Two guide dogs broke the canine UK land speed record on the 8th October, when they travelled at 186 mph on Eurostar for the first time, between London and Paris. Previously, blind and vision-impaired people were unable to take their guide dogs on board the service through the Channel Tunnel, as the carriage of all animals was banned.
Helping to promote Guide Dogs' Access for All Campaign, two guide dog owners - Dr Mike Nussbaum with guide dog Gretl (from Milton Keynes), and Colin Davies with Robert (from Hove) - pictured above at the Gare du Nord, Paris - joined other passengers on board the Eurostar service to the Continent.
They were raising awareness of the Disability Discrimination Act, which gives vision-impaired people with their guide dogs the same rights of entry to and good service in retail premises as everyone else.
Over the past few months Eurostar staff have been training with The Guide Dogs for the Blind Association, and working closely with DEFRA, to put in place the procedures and facilities required to enable this new customer initiative to operate efficiently and effectively. Guide dogs travel on Eurostar free of charge.
Guide Dogs Head of Communications, Robin Hutchinson explained: "We are delighted that Eurostar is committed to the guide dog partnership. Eurostar has gone the extra mile to ensure that guide dog owners are now welcome on board its services and can enjoy the same freedom and independence that travel offers everybody else.
"Guide dogs are well behaved and discreet. The grooming regime puts considerable emphasis on hygiene, and, as far as other people are concerned, they should hardly notice their presence."
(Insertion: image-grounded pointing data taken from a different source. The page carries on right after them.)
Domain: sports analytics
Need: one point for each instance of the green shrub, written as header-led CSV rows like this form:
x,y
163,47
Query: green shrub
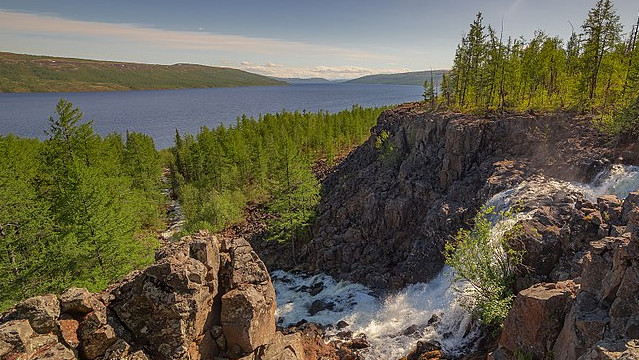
x,y
484,258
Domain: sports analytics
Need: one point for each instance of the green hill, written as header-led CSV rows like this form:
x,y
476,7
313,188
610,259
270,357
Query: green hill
x,y
29,73
409,78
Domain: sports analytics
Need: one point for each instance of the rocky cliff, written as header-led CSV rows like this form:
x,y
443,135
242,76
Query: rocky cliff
x,y
593,312
388,209
202,299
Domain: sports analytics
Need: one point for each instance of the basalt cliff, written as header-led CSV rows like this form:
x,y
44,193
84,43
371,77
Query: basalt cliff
x,y
386,212
204,298
388,209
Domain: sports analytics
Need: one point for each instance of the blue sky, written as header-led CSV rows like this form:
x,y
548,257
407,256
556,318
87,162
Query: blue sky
x,y
334,39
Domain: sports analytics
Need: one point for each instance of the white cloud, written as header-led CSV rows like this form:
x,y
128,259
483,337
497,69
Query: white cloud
x,y
26,23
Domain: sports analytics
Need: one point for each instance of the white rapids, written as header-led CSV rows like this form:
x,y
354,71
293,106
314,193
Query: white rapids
x,y
423,311
619,180
392,325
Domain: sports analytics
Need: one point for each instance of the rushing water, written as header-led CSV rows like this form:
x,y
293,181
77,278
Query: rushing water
x,y
423,311
619,180
392,325
159,113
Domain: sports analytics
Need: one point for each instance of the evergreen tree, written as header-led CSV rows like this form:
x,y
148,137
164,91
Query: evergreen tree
x,y
602,31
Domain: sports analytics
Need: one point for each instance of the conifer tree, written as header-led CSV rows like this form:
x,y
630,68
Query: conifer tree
x,y
602,30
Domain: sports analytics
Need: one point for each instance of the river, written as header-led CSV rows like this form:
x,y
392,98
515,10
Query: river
x,y
160,112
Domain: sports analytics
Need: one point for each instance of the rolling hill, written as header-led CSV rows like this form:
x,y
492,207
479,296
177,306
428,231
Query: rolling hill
x,y
408,78
30,73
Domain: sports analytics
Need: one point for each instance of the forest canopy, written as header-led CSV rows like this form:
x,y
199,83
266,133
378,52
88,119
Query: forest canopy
x,y
595,70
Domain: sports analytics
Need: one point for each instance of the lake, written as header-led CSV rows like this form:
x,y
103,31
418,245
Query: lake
x,y
160,112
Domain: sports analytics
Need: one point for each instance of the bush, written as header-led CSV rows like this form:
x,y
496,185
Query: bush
x,y
484,258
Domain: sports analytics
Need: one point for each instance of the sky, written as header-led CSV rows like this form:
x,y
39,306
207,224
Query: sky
x,y
333,39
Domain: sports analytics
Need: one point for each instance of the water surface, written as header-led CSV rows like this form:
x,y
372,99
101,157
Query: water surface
x,y
160,112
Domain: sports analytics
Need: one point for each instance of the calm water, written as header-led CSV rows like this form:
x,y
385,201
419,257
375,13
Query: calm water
x,y
159,113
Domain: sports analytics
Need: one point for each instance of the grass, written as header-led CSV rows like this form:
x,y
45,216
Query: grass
x,y
29,73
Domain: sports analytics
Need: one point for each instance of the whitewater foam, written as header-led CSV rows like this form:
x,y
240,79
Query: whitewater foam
x,y
423,311
393,324
619,180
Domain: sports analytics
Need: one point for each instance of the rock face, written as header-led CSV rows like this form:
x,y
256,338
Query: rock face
x,y
597,317
202,299
388,209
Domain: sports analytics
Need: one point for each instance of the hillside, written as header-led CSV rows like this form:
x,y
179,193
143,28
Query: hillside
x,y
409,78
29,73
294,81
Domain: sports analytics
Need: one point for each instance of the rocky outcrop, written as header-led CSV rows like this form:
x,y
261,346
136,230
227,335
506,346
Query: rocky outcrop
x,y
598,316
388,209
202,299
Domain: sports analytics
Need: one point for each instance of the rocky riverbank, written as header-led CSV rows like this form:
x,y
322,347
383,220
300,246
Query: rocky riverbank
x,y
386,212
388,209
204,298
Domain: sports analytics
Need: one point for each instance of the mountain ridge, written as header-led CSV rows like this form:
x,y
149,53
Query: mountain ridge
x,y
35,73
406,78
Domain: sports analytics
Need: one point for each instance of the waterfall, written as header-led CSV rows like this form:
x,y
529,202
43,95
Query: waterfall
x,y
424,311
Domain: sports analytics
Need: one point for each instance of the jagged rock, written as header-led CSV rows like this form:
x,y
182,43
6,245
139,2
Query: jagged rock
x,y
121,350
387,210
630,203
424,350
17,334
55,351
95,335
69,331
248,319
536,318
42,313
609,350
248,303
169,303
79,301
19,341
320,305
282,347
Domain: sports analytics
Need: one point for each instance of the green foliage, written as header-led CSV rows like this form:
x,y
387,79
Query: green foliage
x,y
596,70
262,161
385,146
28,73
484,258
76,209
Eurostar's Director of Communications, Paul Charles commented:
"This is an important initiative for Eurostar and after the introduction of guide dogs we will in the future review the possibility of carrying other assistance dogs. However, it is key to stress that Eurostar continues its policy of not transporting other animals or pets."
Waterloo International will be the only UK reception point for the admittance of guide dogs.
Guide dog facilities are not available at Ashford International Terminal. The number of guide dogs on each service train will be limited because of the safety requirement to have an allocated member of staff per blind/partially sighted person and guide dog in the unlikely event of an evacuation in the Channel Tunnel.